Integrated community energy and harvesting systems: A climate action strategy for cold climates

Abstract

In this article, the Integrated Community Energy and Harvesting System is introduced, a grid modernization solution for cold climates that incites a paradigm shift in virtual power plant design and operation. The focus is on system-wide GHG reductions by using variable temperature micro-thermal networks and prioritizing the harvesting of existing residual (waste) energy resources in communities, such as high-grade heat from decentralized fossil-fuel marginal generators, low-grade heat from cooling processes and curtailed carbon-free electricity. The novel strategy enables rapid fuel switching between residual energy resources, changing the micro-thermal network temperature between 20 and 70 °C on the scale of an hour, which provides valuable electrical demand response while maximizing the use of existing underutilized energy resources. Thermal storage is shown to have a critical role in both storing residual energy for later use, daily and seasonally, and enabling electrical demand response by rapidly changing the micro-thermal network temperature. The quantity of residual energy sources identified highlights that, as much as, 50% of all building heating loads could be met by energy currently rejected to the atmosphere. To illustrate the ICE-Harvest system’s effectiveness, a detailed case study is conducted on a typical integrated community and then applied to 1,000 prospective sites across a cold climate jurisdiction with a relatively low-carbon grid.

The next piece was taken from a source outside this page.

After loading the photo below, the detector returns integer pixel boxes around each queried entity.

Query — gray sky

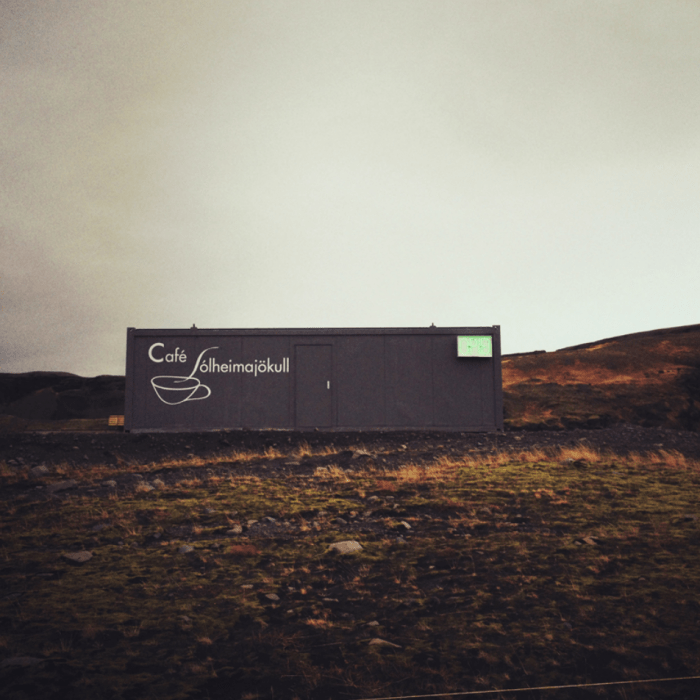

It is shown that cooling process heat recovery, an energy source which is already located at buildings, can provide 24% of the prospective sites’ heating load when powered by carbon free, otherwise curtailed electricity. The results demonstrate that mass deployment of ICE-Harvest systems has the potential to provide 72% of the heating demand of these building clusters from residual energy sources, corresponding to an over 58% reduction in GHG emissions.